In the ever-evolving landscape of technology and innovation, the symbiotic relationship between hardware and software continues to be the backbone of the tech world. From pioneering startups to industry giants, the relentless pursuit of innovation in hardware technology is driving monumental shifts in the way we live, work, and connect.
In a fireside chat at TechSparks Bengaluru, Amit Chatterjee, the Lead Strategic Initiatives at Intel India, shared invaluable insights into how hardware innovation is becoming the cornerstone for startup success in India’s bustling tech ecosystem.
The discussion shed light on the interplay between hardware and software, Intel’s journey with startups, the importance of methodical precision for hardware companies, and what has defined Chatterjee’s rich two-decade career in the tech industry.
Interplay between hardware and software
Chatterjee kicked off the discussion by emphasising the intrinsic connection between hardware and software. He highlighted that the two should not be viewed in isolation but must function harmoniously. He stressed the criticality of taking a systems-level approach, spotlighting that, unlike software, hardware does not easily permit the release of patches to fix errors. This underscores the significance of getting hardware right from the outset, making it a core component of successful startups.
Intel’s Journey with Startups
Chatterjee shared Intel’s journey of collaborating with startups, noting that they’ve been working with the developer landscape for several years. In the past seven years, Intel adopted a structured approach. Initially, they used a cohort-based model where startups underwent a six-month program, followed by a pilot or a proof of concept. However, the question that arose was – what value were they adding to these startups?
Intel, known for being an ingredient organisation rather than selling products directly, realised that its strength lay in the insights and engagement it provided. To rectify the disconnection with earlier cohorts, Intel transitioned towards a more engagement-based approach. This new approach allowed the company to work more closely with startups, particularly those focused on core IP and technology. Intel’s extensive pool of tech leaders, including principal and senior principal engineers, began mentoring these startups, assisting them in refining their product-market fit.

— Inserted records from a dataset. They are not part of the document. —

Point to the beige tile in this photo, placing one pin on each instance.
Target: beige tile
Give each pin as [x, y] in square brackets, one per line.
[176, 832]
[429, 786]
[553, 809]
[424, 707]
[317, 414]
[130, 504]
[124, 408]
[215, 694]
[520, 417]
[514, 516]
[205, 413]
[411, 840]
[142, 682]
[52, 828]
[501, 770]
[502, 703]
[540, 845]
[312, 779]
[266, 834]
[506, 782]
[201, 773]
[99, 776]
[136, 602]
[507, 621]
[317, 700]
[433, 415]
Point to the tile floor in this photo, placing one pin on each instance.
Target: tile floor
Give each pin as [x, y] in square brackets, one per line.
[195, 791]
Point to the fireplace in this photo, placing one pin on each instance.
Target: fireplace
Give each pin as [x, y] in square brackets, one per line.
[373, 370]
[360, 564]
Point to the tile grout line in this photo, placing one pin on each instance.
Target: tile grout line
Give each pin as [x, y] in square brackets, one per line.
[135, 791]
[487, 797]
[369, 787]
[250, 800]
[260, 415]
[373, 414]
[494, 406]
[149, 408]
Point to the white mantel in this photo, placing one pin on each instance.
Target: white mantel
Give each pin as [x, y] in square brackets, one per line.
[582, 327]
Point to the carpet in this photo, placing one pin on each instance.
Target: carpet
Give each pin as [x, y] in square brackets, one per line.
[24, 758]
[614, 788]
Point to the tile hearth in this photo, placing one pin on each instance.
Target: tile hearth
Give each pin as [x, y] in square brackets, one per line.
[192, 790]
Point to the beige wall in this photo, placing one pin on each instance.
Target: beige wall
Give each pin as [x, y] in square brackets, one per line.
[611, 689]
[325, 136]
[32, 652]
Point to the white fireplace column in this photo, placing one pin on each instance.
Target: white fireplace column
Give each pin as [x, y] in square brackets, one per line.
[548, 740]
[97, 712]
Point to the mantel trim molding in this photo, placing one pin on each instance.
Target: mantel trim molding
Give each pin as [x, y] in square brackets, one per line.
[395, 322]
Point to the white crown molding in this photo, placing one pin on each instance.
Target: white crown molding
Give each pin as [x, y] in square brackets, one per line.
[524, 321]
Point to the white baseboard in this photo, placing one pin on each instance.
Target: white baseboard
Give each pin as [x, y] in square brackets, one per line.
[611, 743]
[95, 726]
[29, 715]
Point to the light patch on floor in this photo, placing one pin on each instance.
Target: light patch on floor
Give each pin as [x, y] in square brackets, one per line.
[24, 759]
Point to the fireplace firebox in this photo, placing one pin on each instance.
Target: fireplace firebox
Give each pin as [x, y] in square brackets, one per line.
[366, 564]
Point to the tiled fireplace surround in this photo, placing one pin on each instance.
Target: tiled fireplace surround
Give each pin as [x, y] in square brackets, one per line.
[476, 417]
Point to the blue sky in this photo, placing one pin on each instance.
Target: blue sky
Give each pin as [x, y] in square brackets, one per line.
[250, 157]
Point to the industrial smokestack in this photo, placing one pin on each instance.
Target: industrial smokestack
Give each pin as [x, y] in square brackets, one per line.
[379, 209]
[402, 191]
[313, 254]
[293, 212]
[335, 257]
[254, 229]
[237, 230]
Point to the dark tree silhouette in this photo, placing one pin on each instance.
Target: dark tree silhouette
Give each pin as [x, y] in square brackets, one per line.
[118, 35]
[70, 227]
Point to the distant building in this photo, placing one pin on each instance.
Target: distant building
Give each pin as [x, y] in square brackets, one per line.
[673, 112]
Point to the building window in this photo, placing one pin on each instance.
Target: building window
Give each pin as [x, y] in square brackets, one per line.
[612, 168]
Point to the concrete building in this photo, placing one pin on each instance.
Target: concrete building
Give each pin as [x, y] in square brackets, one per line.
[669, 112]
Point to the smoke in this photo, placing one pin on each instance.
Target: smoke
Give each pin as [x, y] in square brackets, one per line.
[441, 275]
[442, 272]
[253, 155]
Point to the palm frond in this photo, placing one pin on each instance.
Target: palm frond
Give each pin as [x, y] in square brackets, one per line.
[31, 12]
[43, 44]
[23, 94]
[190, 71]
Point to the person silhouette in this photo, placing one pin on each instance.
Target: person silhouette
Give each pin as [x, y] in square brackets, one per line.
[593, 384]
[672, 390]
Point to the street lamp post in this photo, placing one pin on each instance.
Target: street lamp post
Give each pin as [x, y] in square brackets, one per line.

The subsequent stage involved scaling and taking products abroad, which is where collaborations and alliances with enterprises, startups, VCs, and banks came into play. The Plugin Alliance, established by Intel, was instrumental in fostering communication and collaboration between mature startups and enterprises, ensuring the alignment of technology needs.
He also emphasised the need for methodical precision in hardware companies. Hardware startups must get it right from the beginning, as making significant changes later on can be problematic. This is particularly crucial in scenarios where deployments occur in remote or unreliable network environments. Hardware systems must be designed with factors like deployment location, support structures, and SLAs (service-level agreements) in mind, right from day one.
A Techno-Commercial Career
In a reflective moment, Chatterjee shared what has defined his career over the last two decades. He described himself as a techno-commercial individual who thrives on challenges. He loves creating and addressing new markets and enjoys the intersection of technology and business development. His engineering background has nurtured his fascination with understanding how things work. Moreover, he has a deep-seated love for inquisitiveness, always seeking to uncover the ‘why’ behind things.
Finally, Chatterjee highlighted his passion for engaging with people, indicating that these attributes have guided his successful career path, underlining the significance of self-discovery in one’s professional journey.